DR. LEVKE CAESAR: That’s true. Again, it depends on the timescales we’re looking at. It is possible. We also see that some paleoclimate data, for the overturning circulation to recover. But that will take much longer than it takes for to shut down. So we’re then talking about hundreds or even thousands of years. And I guess from our human perspective, we can say it’s kind of irreversible at that moment.
There are, I guess, ideas of people thinking, maybe we can just pour a lot of salt into the North Atlantic. Or even kind of try to drag the water masses ourselves, but you have to keep in mind, the system is huge. The overturning circulation transports about 20 million cubic meters of water per second. That’s about 100 times the size of the Amazon River, which is the world’s largest river. I’d say it’s numbers of water masses that you can’t really picture in your head. And it will be extremely difficult for us humans to really interfere with the system on a local scale, and trying to keep it running. So what has to be done to keep it running, that is something that the climate system basically has to provide for. The density differences that drive the system have to remain in place for it to keep going. So, general climate protection basically, trying to stop global warming would be our best chance.
IRA FLATOW: Yeah. You said we can’t know yet how soon a shutdown would be. We have gaps in our knowledge. What are the gaps in the data? What would you like to know? What more research and where should that be focused?
DR. LEVKE CAESAR: So basically, we always start off with what we do know, and we do know that it can potentially collapse. And we do know what the driver is, which is this fresh water input into the North Atlantic, or at least, simplified, we can say that this is the case. And now what we’re missing, is the link of how much fresh water will lead to a collapse of, or shutdown of the overturning circulation. We can look at climate models, but those really give you just a certainty of range. So, a vast range of numbers of how much fresh water could disrupt the system. And we have to specify that a little bit better.
And then, even more importantly, we have to know what is the link between how much global warming will lead to how much fresh water input. And I’d say we probably have to look at climate models there a little bit more. Just because it’s probably difficult to just look at palaeodata to try to estimate this range, because the states that the climate was in when the overturning circulation likely collapsed before was so different to what it is now. So it’s not perfectly comparable.

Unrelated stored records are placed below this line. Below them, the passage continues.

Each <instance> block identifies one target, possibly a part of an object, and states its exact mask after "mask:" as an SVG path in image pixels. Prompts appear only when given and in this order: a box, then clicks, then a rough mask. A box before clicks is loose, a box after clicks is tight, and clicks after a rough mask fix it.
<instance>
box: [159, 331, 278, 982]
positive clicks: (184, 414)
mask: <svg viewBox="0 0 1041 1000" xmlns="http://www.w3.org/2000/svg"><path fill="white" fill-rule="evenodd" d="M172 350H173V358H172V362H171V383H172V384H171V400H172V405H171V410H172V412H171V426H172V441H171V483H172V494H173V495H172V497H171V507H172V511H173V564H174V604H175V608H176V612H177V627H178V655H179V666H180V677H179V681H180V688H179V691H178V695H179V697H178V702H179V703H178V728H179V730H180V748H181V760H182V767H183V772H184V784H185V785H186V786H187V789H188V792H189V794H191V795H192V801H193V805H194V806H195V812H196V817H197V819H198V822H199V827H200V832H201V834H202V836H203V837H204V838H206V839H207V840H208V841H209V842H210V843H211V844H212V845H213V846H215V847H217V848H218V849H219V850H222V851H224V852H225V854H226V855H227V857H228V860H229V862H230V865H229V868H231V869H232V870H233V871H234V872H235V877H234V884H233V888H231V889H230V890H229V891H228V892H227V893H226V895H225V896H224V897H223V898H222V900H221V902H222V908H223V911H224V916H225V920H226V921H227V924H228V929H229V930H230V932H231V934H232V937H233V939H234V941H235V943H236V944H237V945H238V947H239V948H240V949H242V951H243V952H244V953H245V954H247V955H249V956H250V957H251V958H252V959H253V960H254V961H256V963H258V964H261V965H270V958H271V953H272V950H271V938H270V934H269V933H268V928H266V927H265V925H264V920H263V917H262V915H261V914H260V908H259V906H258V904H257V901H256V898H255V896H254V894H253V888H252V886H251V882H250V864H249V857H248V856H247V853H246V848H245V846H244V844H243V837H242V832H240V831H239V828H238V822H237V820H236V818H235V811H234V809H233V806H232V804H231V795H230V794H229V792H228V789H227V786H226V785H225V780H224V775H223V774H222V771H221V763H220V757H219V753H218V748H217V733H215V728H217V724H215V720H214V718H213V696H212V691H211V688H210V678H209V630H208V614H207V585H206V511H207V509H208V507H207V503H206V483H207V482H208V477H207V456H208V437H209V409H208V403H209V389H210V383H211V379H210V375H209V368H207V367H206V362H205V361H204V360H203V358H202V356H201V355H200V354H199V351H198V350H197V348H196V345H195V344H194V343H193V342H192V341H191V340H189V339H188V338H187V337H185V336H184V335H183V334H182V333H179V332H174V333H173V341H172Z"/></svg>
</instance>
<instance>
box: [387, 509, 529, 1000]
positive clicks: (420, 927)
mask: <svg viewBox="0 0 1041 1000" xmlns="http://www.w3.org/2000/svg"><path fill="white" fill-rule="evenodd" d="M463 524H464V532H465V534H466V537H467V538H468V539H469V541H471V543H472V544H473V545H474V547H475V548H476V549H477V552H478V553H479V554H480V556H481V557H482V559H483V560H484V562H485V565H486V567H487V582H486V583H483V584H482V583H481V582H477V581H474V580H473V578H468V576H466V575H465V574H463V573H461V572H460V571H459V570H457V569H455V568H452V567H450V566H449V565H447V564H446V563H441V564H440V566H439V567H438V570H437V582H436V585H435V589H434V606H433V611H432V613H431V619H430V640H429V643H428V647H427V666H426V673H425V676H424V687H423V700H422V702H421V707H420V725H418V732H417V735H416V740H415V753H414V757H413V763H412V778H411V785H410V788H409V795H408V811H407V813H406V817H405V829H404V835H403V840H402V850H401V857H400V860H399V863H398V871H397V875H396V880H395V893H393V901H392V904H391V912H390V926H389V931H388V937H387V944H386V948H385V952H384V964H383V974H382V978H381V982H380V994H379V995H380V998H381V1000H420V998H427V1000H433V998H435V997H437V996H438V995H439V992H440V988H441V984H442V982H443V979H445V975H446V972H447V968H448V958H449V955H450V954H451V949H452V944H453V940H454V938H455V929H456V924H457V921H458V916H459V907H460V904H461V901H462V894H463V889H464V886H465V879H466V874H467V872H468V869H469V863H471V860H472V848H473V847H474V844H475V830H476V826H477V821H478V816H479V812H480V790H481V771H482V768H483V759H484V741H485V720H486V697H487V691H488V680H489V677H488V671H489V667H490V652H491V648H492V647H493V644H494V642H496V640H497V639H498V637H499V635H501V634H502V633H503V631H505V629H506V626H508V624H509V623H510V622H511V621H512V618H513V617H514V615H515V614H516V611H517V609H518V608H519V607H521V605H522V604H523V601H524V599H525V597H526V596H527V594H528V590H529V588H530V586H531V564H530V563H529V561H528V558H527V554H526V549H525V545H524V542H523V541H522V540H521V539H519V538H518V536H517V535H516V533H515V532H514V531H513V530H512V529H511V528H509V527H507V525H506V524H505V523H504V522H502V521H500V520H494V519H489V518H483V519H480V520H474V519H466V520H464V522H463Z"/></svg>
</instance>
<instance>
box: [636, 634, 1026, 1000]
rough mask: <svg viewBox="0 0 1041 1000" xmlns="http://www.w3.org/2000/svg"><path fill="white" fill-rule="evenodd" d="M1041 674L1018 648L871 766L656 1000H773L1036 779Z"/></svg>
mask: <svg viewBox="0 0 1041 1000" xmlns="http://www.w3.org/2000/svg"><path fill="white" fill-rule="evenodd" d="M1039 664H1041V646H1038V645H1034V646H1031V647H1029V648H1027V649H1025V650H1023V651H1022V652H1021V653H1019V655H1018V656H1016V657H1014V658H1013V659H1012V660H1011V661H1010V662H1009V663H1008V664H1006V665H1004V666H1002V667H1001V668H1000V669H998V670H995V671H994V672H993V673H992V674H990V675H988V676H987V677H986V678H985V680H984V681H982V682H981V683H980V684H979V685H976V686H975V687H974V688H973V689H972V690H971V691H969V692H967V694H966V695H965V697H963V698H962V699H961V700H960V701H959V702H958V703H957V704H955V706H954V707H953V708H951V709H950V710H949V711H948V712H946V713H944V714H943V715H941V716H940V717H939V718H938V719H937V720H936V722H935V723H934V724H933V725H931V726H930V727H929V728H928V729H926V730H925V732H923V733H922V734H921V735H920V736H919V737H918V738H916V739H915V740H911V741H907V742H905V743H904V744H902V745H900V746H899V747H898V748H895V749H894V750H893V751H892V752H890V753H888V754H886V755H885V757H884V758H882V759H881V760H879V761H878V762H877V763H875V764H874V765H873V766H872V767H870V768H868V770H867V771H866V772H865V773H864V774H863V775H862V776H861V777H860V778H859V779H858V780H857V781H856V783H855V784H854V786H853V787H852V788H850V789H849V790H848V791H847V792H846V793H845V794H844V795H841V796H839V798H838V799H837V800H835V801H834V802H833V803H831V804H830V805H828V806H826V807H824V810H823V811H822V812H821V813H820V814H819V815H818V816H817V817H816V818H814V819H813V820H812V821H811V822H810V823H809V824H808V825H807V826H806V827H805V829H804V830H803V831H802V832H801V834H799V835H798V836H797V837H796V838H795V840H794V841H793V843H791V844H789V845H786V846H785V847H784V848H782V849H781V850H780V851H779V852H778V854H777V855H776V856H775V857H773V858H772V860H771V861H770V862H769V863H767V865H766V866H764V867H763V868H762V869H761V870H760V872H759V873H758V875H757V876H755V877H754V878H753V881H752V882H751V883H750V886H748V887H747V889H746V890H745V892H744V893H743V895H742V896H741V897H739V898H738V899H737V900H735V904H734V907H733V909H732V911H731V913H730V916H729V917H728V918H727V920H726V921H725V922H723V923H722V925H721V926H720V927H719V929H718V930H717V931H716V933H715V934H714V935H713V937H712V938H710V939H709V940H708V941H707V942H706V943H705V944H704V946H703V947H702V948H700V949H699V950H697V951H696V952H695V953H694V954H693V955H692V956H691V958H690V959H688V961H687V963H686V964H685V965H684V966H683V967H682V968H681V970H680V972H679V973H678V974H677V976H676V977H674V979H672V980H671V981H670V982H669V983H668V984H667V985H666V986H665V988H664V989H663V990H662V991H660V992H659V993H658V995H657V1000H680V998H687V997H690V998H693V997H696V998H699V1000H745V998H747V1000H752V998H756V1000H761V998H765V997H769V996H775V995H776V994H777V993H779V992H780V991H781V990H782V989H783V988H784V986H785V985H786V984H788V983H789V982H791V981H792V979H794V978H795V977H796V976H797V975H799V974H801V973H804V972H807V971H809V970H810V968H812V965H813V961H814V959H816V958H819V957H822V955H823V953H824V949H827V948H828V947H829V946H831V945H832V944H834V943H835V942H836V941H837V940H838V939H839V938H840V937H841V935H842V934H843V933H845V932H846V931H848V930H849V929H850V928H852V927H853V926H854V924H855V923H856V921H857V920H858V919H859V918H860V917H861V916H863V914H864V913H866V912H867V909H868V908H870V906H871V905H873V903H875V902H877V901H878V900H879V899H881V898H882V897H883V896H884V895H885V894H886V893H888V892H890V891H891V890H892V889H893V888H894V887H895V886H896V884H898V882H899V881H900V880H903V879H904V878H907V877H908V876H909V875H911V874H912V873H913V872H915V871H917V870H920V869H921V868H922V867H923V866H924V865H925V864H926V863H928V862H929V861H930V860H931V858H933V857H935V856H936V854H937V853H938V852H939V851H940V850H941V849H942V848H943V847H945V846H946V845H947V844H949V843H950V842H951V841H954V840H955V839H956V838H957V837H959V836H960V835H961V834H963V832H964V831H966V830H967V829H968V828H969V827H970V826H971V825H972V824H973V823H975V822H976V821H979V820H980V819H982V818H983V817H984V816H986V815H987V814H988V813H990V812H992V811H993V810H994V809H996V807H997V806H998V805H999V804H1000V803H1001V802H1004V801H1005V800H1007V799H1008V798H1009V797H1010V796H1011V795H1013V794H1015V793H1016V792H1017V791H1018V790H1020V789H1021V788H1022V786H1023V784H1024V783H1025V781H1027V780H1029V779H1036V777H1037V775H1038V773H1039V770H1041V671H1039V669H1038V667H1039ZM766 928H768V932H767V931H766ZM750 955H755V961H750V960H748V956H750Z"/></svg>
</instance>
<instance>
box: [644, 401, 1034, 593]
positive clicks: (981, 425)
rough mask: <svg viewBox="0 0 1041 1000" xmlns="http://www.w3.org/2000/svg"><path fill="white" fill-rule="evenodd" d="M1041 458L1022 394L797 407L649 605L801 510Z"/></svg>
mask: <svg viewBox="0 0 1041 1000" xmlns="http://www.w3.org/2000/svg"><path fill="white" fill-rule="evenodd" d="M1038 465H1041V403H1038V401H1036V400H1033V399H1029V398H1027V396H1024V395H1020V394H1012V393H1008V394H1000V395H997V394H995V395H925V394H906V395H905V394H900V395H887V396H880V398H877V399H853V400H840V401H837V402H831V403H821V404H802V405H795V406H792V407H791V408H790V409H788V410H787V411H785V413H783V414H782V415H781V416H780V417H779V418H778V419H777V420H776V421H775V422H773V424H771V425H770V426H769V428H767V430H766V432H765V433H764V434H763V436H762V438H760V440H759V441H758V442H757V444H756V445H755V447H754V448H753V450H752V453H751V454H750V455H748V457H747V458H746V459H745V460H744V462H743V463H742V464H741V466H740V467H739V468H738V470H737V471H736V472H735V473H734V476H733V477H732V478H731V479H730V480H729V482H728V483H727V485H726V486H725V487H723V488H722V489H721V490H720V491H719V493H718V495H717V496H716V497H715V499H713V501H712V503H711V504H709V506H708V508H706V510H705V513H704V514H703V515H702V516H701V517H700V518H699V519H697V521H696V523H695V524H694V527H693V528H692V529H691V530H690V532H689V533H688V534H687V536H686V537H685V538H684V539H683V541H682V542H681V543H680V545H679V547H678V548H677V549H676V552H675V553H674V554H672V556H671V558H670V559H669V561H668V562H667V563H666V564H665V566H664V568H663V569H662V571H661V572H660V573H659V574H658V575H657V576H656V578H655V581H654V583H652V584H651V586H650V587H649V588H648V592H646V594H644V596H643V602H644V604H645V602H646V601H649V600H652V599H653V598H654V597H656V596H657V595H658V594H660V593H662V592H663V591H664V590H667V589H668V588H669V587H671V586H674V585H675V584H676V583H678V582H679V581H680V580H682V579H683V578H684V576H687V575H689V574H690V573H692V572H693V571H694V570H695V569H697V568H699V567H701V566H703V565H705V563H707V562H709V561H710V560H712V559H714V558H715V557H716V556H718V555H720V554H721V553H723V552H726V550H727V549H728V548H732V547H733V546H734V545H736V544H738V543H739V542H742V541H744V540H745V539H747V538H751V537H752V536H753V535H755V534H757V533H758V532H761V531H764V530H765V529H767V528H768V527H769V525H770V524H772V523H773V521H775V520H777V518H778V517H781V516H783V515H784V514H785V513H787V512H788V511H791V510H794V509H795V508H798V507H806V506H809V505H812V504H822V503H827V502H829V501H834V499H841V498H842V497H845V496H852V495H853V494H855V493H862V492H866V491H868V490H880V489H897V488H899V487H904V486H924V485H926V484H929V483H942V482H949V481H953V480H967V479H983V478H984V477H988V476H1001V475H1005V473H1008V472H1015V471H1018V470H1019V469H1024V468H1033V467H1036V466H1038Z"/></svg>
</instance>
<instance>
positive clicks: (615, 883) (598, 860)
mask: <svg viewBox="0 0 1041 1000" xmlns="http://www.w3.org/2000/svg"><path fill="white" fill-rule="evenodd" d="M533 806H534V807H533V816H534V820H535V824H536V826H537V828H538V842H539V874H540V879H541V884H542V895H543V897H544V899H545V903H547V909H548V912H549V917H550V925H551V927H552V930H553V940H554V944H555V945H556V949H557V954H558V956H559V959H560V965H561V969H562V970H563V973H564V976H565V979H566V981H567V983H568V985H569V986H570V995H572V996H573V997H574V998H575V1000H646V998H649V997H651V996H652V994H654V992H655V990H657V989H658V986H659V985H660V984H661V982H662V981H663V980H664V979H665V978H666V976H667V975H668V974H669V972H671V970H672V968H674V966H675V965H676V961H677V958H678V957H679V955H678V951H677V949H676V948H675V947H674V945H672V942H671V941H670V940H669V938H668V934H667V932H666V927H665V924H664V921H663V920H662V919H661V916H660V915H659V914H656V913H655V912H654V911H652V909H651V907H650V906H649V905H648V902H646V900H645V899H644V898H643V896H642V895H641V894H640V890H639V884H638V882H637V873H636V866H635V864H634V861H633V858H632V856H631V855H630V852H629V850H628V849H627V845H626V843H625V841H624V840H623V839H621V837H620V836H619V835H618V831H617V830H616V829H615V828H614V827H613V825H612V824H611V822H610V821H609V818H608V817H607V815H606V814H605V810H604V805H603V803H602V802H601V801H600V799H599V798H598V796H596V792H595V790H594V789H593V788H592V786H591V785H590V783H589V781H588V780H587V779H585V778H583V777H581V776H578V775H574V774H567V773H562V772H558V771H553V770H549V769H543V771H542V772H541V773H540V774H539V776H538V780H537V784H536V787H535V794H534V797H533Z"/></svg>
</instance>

And while we do that, I think we should also take in mind that even though we, right now think that, at least for the next few decades, it’s unlikely for the overturning circulation to shut down, there is still a low risk. And while it’s just a low risk, it is a low risk, high impact scenario, in the sense that if it really does shut down, that would be a lot of disruptions all over the globe, especially in the North Atlantic region. So, while we try to estimate this better, we should probably try to just prevent it from happening anyway.
IRA FLATOW: Does this keep you awake at night?
DR. LEVKE CAESAR: If I think about it, yeah. But honestly, if I would think about it too much, then I would probably hardly ever sleep at all. I know that there is a huge problem, and I know we have to do something to stop it. But I also think that I’m trying to do something, in the sense that I am a climate researcher. But I can’t think about it every time I’m awake because then that would drive me crazy. So basically, I just hope that humanity, as a whole, gets themselves together and tries to stop global warming. But, it actually does worry me a lot. So sometimes I just try to push it from my mind.
IRA FLATOW: Yeah. I think we all do at times. I want to thank you very much, Dr. Caesar, for taking time to be with us today.
DR. LEVKE CAESAR: Yes, you’re welcome. That was a really interesting talk. Thank you.
IRA FLATOW: You’re welcome. Dr. Levke Caesar is a postdoctoral researcher at the Icarus Climate Research Center at Maynooth University in Ireland.